Securing the sale of Benjamin Farm, a 136-acre undeveloped property on Pleasant Hill Road, to the town for preservation has been the SLT’s greatest priority for nearly 15 years.
“It is the property,” Sue Foley-Ferguson of the Parks and Conservation Land Board and Jeremy Wintersteen of SLT each said in their presentations to the council.
SLT announced in January that it had reached a $2.5 million sale agreement with the Benjamin family, and since then has been strategizing fundraising efforts. The PCLB and SLT have recommended the council take $2 million from the land acquisition reserve fund to put toward purchasing the property.
SLT plans to privately raise the remaining $500,000. The trust has until the end of the year to complete the sale.

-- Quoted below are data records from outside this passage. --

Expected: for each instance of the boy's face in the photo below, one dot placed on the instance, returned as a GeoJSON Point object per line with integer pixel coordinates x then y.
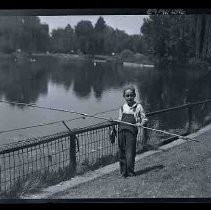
{"type": "Point", "coordinates": [129, 97]}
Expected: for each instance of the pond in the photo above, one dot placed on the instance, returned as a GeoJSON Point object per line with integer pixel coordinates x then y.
{"type": "Point", "coordinates": [84, 87]}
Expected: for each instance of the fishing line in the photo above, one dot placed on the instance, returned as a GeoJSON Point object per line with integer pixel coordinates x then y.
{"type": "Point", "coordinates": [102, 118]}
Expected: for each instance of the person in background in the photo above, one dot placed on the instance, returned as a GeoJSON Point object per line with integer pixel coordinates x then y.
{"type": "Point", "coordinates": [131, 112]}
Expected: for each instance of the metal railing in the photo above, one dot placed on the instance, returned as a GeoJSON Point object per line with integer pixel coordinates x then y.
{"type": "Point", "coordinates": [56, 157]}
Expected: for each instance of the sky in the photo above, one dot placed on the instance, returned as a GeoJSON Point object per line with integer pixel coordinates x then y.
{"type": "Point", "coordinates": [131, 24]}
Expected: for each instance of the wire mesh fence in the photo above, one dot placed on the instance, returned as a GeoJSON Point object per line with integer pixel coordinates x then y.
{"type": "Point", "coordinates": [59, 157]}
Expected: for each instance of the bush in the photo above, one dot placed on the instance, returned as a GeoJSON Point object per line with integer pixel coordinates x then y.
{"type": "Point", "coordinates": [127, 55]}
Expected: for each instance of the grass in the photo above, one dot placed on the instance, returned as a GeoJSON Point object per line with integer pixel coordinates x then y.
{"type": "Point", "coordinates": [41, 179]}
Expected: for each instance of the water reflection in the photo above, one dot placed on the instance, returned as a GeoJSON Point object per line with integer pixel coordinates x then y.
{"type": "Point", "coordinates": [25, 82]}
{"type": "Point", "coordinates": [99, 87]}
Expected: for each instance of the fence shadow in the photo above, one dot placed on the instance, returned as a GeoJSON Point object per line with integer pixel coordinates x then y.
{"type": "Point", "coordinates": [148, 169]}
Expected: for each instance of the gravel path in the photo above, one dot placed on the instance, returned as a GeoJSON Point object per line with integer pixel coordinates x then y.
{"type": "Point", "coordinates": [182, 171]}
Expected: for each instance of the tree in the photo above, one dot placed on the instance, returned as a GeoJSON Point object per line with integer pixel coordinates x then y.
{"type": "Point", "coordinates": [84, 31]}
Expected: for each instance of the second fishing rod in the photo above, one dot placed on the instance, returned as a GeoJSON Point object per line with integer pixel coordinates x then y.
{"type": "Point", "coordinates": [102, 118]}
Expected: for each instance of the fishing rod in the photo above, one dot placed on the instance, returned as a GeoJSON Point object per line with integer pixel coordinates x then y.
{"type": "Point", "coordinates": [102, 118]}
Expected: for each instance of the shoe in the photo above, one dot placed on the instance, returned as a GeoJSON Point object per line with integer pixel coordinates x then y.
{"type": "Point", "coordinates": [124, 175]}
{"type": "Point", "coordinates": [131, 174]}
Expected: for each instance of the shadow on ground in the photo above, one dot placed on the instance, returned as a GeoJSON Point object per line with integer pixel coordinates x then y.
{"type": "Point", "coordinates": [148, 169]}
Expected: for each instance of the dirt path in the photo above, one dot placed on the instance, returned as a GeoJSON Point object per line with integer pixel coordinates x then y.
{"type": "Point", "coordinates": [182, 171]}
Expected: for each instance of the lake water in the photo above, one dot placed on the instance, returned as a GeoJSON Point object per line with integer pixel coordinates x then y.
{"type": "Point", "coordinates": [83, 87]}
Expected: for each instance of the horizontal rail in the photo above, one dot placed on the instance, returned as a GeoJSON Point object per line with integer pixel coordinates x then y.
{"type": "Point", "coordinates": [15, 146]}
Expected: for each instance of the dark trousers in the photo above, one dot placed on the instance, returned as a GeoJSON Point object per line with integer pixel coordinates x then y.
{"type": "Point", "coordinates": [127, 151]}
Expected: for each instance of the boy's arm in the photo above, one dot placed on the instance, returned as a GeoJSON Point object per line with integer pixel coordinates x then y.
{"type": "Point", "coordinates": [120, 114]}
{"type": "Point", "coordinates": [142, 119]}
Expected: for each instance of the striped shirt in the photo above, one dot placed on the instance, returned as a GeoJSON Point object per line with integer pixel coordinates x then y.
{"type": "Point", "coordinates": [137, 110]}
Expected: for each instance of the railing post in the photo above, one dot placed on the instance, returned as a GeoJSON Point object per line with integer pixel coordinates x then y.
{"type": "Point", "coordinates": [72, 156]}
{"type": "Point", "coordinates": [145, 136]}
{"type": "Point", "coordinates": [190, 119]}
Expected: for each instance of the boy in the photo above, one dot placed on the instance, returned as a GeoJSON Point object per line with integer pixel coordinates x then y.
{"type": "Point", "coordinates": [131, 112]}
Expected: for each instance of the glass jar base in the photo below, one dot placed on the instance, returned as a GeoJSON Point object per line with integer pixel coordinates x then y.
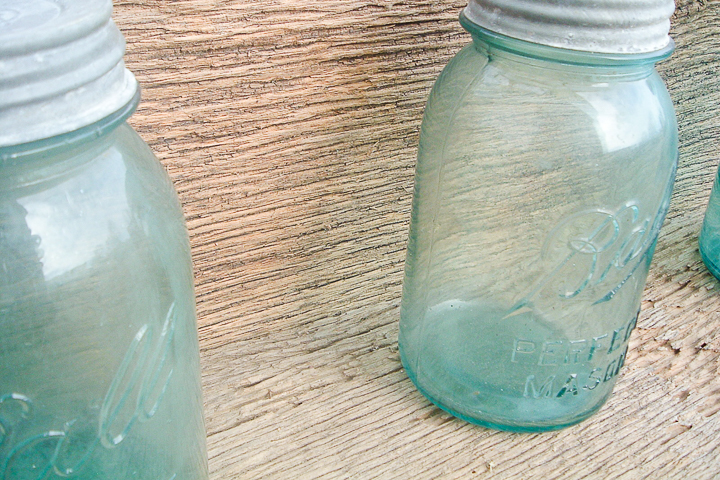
{"type": "Point", "coordinates": [709, 263]}
{"type": "Point", "coordinates": [474, 406]}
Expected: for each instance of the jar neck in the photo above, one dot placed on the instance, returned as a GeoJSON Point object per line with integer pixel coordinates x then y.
{"type": "Point", "coordinates": [68, 141]}
{"type": "Point", "coordinates": [500, 47]}
{"type": "Point", "coordinates": [29, 163]}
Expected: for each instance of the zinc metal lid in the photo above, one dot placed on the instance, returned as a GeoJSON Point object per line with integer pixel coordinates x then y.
{"type": "Point", "coordinates": [603, 26]}
{"type": "Point", "coordinates": [61, 67]}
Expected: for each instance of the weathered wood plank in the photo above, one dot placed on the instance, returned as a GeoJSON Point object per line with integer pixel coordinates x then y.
{"type": "Point", "coordinates": [290, 131]}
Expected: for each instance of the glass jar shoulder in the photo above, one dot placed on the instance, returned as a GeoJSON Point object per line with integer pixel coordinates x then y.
{"type": "Point", "coordinates": [107, 198]}
{"type": "Point", "coordinates": [511, 100]}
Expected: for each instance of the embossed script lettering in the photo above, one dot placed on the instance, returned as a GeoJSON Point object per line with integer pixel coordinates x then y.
{"type": "Point", "coordinates": [134, 396]}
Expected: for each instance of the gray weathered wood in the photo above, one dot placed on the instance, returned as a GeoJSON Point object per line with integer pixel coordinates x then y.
{"type": "Point", "coordinates": [290, 131]}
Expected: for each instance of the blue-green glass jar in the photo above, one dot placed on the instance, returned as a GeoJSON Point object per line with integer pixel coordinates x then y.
{"type": "Point", "coordinates": [99, 358]}
{"type": "Point", "coordinates": [710, 232]}
{"type": "Point", "coordinates": [543, 177]}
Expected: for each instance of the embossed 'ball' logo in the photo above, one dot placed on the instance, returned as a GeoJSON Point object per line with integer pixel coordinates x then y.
{"type": "Point", "coordinates": [135, 394]}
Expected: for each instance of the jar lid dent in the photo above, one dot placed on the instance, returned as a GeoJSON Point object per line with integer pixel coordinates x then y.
{"type": "Point", "coordinates": [61, 67]}
{"type": "Point", "coordinates": [603, 26]}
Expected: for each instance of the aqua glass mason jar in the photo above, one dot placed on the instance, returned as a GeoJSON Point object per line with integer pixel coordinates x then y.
{"type": "Point", "coordinates": [99, 358]}
{"type": "Point", "coordinates": [544, 174]}
{"type": "Point", "coordinates": [710, 232]}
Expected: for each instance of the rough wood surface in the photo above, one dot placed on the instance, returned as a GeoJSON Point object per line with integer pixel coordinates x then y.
{"type": "Point", "coordinates": [290, 131]}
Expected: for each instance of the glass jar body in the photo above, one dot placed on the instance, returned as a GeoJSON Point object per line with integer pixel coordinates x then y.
{"type": "Point", "coordinates": [710, 232]}
{"type": "Point", "coordinates": [540, 189]}
{"type": "Point", "coordinates": [99, 359]}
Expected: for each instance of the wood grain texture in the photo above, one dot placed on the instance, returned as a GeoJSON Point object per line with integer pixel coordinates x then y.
{"type": "Point", "coordinates": [290, 131]}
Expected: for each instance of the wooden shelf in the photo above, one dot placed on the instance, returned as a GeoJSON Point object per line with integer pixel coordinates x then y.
{"type": "Point", "coordinates": [290, 131]}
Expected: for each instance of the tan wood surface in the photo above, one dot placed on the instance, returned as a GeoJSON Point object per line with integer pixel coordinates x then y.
{"type": "Point", "coordinates": [290, 132]}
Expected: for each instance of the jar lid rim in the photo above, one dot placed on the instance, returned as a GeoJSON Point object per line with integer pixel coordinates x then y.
{"type": "Point", "coordinates": [61, 68]}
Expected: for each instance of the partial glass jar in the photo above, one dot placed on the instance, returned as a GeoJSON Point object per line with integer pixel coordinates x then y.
{"type": "Point", "coordinates": [99, 362]}
{"type": "Point", "coordinates": [543, 177]}
{"type": "Point", "coordinates": [710, 232]}
{"type": "Point", "coordinates": [99, 357]}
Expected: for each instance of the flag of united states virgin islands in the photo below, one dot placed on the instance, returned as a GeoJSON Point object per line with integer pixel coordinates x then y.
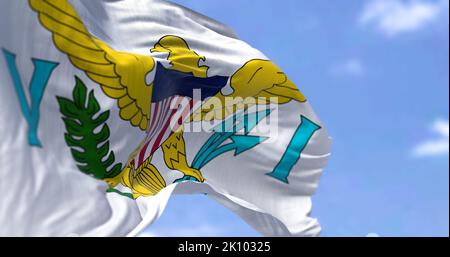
{"type": "Point", "coordinates": [110, 107]}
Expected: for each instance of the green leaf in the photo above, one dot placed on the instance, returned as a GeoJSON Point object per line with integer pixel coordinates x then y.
{"type": "Point", "coordinates": [87, 147]}
{"type": "Point", "coordinates": [93, 106]}
{"type": "Point", "coordinates": [79, 93]}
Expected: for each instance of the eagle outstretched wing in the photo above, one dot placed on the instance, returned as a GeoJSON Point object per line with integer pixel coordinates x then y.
{"type": "Point", "coordinates": [256, 82]}
{"type": "Point", "coordinates": [121, 75]}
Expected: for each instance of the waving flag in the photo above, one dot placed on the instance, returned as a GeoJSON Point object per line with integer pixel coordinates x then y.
{"type": "Point", "coordinates": [109, 107]}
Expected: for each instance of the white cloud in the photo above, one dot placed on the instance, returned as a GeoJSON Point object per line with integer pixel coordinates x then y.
{"type": "Point", "coordinates": [147, 234]}
{"type": "Point", "coordinates": [395, 16]}
{"type": "Point", "coordinates": [438, 146]}
{"type": "Point", "coordinates": [351, 67]}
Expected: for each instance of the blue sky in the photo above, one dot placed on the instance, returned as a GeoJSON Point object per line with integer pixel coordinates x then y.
{"type": "Point", "coordinates": [376, 72]}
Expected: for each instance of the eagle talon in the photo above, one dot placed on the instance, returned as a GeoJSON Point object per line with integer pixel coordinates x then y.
{"type": "Point", "coordinates": [195, 174]}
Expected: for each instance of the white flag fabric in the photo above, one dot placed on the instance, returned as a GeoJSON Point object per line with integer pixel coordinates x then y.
{"type": "Point", "coordinates": [110, 107]}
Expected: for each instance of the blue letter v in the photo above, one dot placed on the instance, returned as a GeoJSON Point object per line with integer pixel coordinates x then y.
{"type": "Point", "coordinates": [42, 71]}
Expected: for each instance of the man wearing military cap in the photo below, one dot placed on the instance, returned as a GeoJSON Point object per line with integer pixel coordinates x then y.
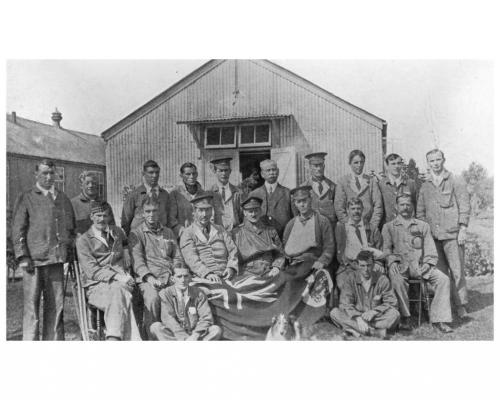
{"type": "Point", "coordinates": [107, 277]}
{"type": "Point", "coordinates": [227, 197]}
{"type": "Point", "coordinates": [260, 248]}
{"type": "Point", "coordinates": [309, 234]}
{"type": "Point", "coordinates": [208, 249]}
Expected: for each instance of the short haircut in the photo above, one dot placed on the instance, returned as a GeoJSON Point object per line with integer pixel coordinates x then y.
{"type": "Point", "coordinates": [86, 174]}
{"type": "Point", "coordinates": [364, 255]}
{"type": "Point", "coordinates": [355, 153]}
{"type": "Point", "coordinates": [46, 162]}
{"type": "Point", "coordinates": [150, 164]}
{"type": "Point", "coordinates": [150, 201]}
{"type": "Point", "coordinates": [355, 201]}
{"type": "Point", "coordinates": [268, 162]}
{"type": "Point", "coordinates": [434, 151]}
{"type": "Point", "coordinates": [392, 156]}
{"type": "Point", "coordinates": [188, 165]}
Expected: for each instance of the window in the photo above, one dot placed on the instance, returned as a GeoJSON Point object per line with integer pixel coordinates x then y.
{"type": "Point", "coordinates": [255, 135]}
{"type": "Point", "coordinates": [220, 137]}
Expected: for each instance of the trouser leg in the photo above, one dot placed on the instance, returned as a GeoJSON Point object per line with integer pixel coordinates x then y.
{"type": "Point", "coordinates": [441, 306]}
{"type": "Point", "coordinates": [400, 286]}
{"type": "Point", "coordinates": [159, 331]}
{"type": "Point", "coordinates": [53, 301]}
{"type": "Point", "coordinates": [31, 304]}
{"type": "Point", "coordinates": [214, 332]}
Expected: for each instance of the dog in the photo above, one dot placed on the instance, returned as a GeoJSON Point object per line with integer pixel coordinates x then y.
{"type": "Point", "coordinates": [284, 327]}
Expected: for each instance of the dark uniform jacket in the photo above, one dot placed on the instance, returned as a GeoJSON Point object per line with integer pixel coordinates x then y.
{"type": "Point", "coordinates": [43, 229]}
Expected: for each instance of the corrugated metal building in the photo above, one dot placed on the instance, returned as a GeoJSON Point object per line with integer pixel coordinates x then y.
{"type": "Point", "coordinates": [29, 141]}
{"type": "Point", "coordinates": [245, 109]}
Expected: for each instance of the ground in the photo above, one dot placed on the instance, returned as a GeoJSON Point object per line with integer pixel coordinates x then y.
{"type": "Point", "coordinates": [479, 326]}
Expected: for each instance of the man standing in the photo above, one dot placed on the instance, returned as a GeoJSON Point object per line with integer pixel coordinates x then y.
{"type": "Point", "coordinates": [276, 205]}
{"type": "Point", "coordinates": [444, 204]}
{"type": "Point", "coordinates": [363, 186]}
{"type": "Point", "coordinates": [43, 234]}
{"type": "Point", "coordinates": [181, 209]}
{"type": "Point", "coordinates": [132, 215]}
{"type": "Point", "coordinates": [309, 235]}
{"type": "Point", "coordinates": [185, 312]}
{"type": "Point", "coordinates": [207, 248]}
{"type": "Point", "coordinates": [227, 197]}
{"type": "Point", "coordinates": [368, 305]}
{"type": "Point", "coordinates": [411, 253]}
{"type": "Point", "coordinates": [352, 237]}
{"type": "Point", "coordinates": [393, 185]}
{"type": "Point", "coordinates": [259, 246]}
{"type": "Point", "coordinates": [81, 204]}
{"type": "Point", "coordinates": [103, 257]}
{"type": "Point", "coordinates": [154, 252]}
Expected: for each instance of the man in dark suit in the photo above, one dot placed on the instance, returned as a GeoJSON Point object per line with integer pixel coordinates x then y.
{"type": "Point", "coordinates": [276, 204]}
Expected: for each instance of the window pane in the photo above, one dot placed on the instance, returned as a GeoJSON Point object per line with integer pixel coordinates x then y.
{"type": "Point", "coordinates": [227, 135]}
{"type": "Point", "coordinates": [247, 134]}
{"type": "Point", "coordinates": [213, 136]}
{"type": "Point", "coordinates": [262, 134]}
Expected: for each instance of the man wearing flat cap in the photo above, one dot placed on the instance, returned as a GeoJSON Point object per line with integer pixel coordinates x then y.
{"type": "Point", "coordinates": [276, 205]}
{"type": "Point", "coordinates": [208, 249]}
{"type": "Point", "coordinates": [309, 235]}
{"type": "Point", "coordinates": [227, 197]}
{"type": "Point", "coordinates": [106, 273]}
{"type": "Point", "coordinates": [260, 248]}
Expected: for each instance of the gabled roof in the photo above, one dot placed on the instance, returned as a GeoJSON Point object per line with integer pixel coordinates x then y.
{"type": "Point", "coordinates": [36, 139]}
{"type": "Point", "coordinates": [206, 68]}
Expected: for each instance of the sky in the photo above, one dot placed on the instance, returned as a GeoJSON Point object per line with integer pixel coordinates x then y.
{"type": "Point", "coordinates": [427, 103]}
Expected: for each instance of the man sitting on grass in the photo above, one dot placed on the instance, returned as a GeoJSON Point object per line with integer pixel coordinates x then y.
{"type": "Point", "coordinates": [368, 305]}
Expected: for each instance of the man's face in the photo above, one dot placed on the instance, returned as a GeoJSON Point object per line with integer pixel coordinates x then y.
{"type": "Point", "coordinates": [189, 176]}
{"type": "Point", "coordinates": [90, 186]}
{"type": "Point", "coordinates": [100, 219]}
{"type": "Point", "coordinates": [355, 211]}
{"type": "Point", "coordinates": [394, 167]}
{"type": "Point", "coordinates": [365, 268]}
{"type": "Point", "coordinates": [222, 172]}
{"type": "Point", "coordinates": [270, 173]}
{"type": "Point", "coordinates": [182, 277]}
{"type": "Point", "coordinates": [357, 164]}
{"type": "Point", "coordinates": [317, 169]}
{"type": "Point", "coordinates": [405, 208]}
{"type": "Point", "coordinates": [202, 215]}
{"type": "Point", "coordinates": [151, 176]}
{"type": "Point", "coordinates": [303, 205]}
{"type": "Point", "coordinates": [151, 214]}
{"type": "Point", "coordinates": [45, 176]}
{"type": "Point", "coordinates": [252, 215]}
{"type": "Point", "coordinates": [435, 162]}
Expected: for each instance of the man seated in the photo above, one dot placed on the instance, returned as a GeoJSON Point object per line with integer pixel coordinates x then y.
{"type": "Point", "coordinates": [185, 312]}
{"type": "Point", "coordinates": [105, 263]}
{"type": "Point", "coordinates": [308, 236]}
{"type": "Point", "coordinates": [354, 236]}
{"type": "Point", "coordinates": [154, 251]}
{"type": "Point", "coordinates": [411, 253]}
{"type": "Point", "coordinates": [260, 248]}
{"type": "Point", "coordinates": [208, 250]}
{"type": "Point", "coordinates": [368, 305]}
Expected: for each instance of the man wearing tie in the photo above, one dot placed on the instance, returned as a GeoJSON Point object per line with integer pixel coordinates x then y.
{"type": "Point", "coordinates": [227, 197]}
{"type": "Point", "coordinates": [276, 203]}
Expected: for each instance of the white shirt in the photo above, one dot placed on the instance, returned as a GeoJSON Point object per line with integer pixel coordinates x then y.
{"type": "Point", "coordinates": [45, 192]}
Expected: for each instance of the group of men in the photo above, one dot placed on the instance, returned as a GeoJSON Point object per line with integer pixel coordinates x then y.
{"type": "Point", "coordinates": [363, 230]}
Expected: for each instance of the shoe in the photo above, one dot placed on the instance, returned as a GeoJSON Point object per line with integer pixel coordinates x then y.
{"type": "Point", "coordinates": [443, 327]}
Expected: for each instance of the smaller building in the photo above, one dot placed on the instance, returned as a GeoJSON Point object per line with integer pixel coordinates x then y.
{"type": "Point", "coordinates": [29, 141]}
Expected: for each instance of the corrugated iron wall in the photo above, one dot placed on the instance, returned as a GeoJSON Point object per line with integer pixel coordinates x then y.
{"type": "Point", "coordinates": [242, 88]}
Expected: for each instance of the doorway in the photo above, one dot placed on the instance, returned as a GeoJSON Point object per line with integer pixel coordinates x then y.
{"type": "Point", "coordinates": [250, 168]}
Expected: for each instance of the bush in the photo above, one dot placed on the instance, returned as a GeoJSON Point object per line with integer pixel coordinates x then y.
{"type": "Point", "coordinates": [478, 260]}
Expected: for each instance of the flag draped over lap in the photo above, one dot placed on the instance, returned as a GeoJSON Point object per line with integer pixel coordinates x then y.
{"type": "Point", "coordinates": [244, 307]}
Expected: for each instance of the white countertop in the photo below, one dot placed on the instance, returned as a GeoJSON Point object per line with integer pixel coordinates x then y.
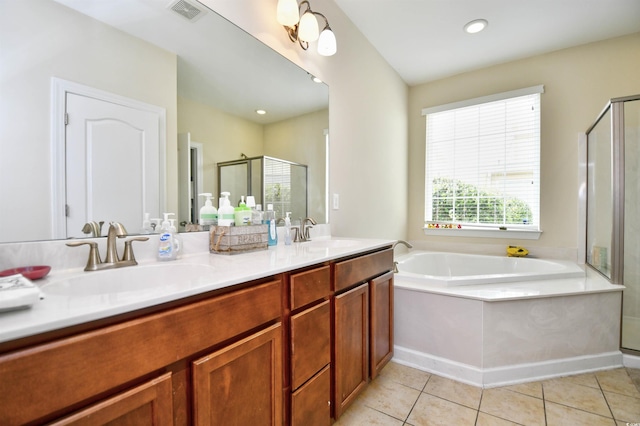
{"type": "Point", "coordinates": [68, 300]}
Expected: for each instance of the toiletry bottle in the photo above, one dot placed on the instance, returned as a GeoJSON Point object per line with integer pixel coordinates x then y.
{"type": "Point", "coordinates": [270, 220]}
{"type": "Point", "coordinates": [242, 213]}
{"type": "Point", "coordinates": [166, 246]}
{"type": "Point", "coordinates": [287, 229]}
{"type": "Point", "coordinates": [208, 213]}
{"type": "Point", "coordinates": [225, 211]}
{"type": "Point", "coordinates": [177, 238]}
{"type": "Point", "coordinates": [251, 204]}
{"type": "Point", "coordinates": [146, 225]}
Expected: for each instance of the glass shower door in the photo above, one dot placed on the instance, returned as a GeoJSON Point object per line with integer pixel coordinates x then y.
{"type": "Point", "coordinates": [631, 274]}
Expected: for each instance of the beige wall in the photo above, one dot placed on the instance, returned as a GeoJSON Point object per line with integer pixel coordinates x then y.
{"type": "Point", "coordinates": [578, 83]}
{"type": "Point", "coordinates": [368, 118]}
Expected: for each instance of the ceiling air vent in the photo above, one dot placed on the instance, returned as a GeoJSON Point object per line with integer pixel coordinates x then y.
{"type": "Point", "coordinates": [187, 10]}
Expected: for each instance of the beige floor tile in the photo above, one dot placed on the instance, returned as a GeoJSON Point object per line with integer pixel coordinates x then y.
{"type": "Point", "coordinates": [588, 379]}
{"type": "Point", "coordinates": [361, 415]}
{"type": "Point", "coordinates": [532, 389]}
{"type": "Point", "coordinates": [485, 419]}
{"type": "Point", "coordinates": [453, 391]}
{"type": "Point", "coordinates": [513, 406]}
{"type": "Point", "coordinates": [558, 415]}
{"type": "Point", "coordinates": [577, 396]}
{"type": "Point", "coordinates": [624, 408]}
{"type": "Point", "coordinates": [617, 381]}
{"type": "Point", "coordinates": [389, 397]}
{"type": "Point", "coordinates": [431, 410]}
{"type": "Point", "coordinates": [404, 375]}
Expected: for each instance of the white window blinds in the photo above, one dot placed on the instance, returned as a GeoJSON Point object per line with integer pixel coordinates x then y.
{"type": "Point", "coordinates": [483, 161]}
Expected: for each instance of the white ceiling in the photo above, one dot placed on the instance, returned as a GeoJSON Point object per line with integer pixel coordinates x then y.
{"type": "Point", "coordinates": [424, 40]}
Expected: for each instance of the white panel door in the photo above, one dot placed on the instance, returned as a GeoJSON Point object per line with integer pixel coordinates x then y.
{"type": "Point", "coordinates": [112, 164]}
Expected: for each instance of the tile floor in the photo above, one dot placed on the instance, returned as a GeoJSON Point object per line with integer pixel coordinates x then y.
{"type": "Point", "coordinates": [402, 395]}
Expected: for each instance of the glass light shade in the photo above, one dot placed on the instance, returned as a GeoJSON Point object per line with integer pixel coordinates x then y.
{"type": "Point", "coordinates": [327, 45]}
{"type": "Point", "coordinates": [288, 13]}
{"type": "Point", "coordinates": [308, 29]}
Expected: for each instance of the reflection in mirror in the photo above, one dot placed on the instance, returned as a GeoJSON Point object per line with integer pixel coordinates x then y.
{"type": "Point", "coordinates": [202, 73]}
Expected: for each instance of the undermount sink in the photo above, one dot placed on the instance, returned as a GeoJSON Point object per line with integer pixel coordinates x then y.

The land acquisition reserve fund currently has $2.4 million.
Wintersteen said SLT is excited to have almost secured the sale of the largest undeveloped property in a densely populated part of town.
Though SLT’s first goal is to complete the sale of the farm, Wintersteen said they hope to make public access trails, and possibly even bring public gardens or farming to the Pleasant Hill neighborhood.
In the sale process, SLT has collected much of the property’s more than 150 years of rich agricultural history through the three families that farmed there, rendering the property all the more valuable to the town.
Councilor Jessica Holbrook voted to authorize the funds, but was hesitant to essentially exhaust the land acquisition reserve fund. The town has voted to approve land bonds three times: in 2000, 2003 and 2009. She raised the concern that voters might not support another bond to replenish the reserve.
“Those were different economic times,” she said. “The likelihood of that passing now is slim and none.”
Foley-Ferguson argued that acquiring Benjamin Farm is worth the risk.
“We wanted this to be the first property for the land bond,” Foley-Ferguson said. “It’s taken this long to be here, and this opportunity won’t come back again.”
Council Chairman Richard Sullivan also backed expending the funds.
“If this isn’t a high quality piece of property for the town to purchase, I don’t know what is,” he said.
Pending approval of the farm sale and finalization of sale of the Fuller Farm property, the Scarborough Land Trust will have preserved more than 1,000 acres of town land.
The council will take final action on authorizing the funds in its next meeting.
Councilors also passed a first reading of zoning changes that would better facilitate more cell-phone towers and other facilities in parts of town with poor service.
After several months of deliberation with the ordinance committee, and an analysis of coverage gaps in town, Town Planner Dan Bacon presented updated zoning to the council to improve service.
Highlights of the amendments include permitting new wireless towers in more zones, especially rural areas that tend to have poorer coverage. Those zones include most areas west of the Maine Turnpike, and undeveloped spots near wetlands or the ocean in Pleasant Hill, Black Point and Pine Point neighborhoods.
Changes would also permit taller towers, up to 150 feet rather than 100 feet, and allow for smaller “stealth” or disguised wireless facilities mounted on buildings.
Sullivan was confident Bacon’s recommendations would make the town more flexible for providers, while causing the least inconvenience for residents.
“We were very specific as to whether we want these towers put on town property, and if on private property, they’re concealed,” he said.
Councilors agreed everyone could benefit from better reception around town, especially as a safety measure for seniors.
The zoning changes go to the Planning Board for a recommendation on June 23 before the council’s second reading in July.
Once the changes are made later this summer, Bacon predicted the service providers would begin applying “fairly quickly in certain areas.”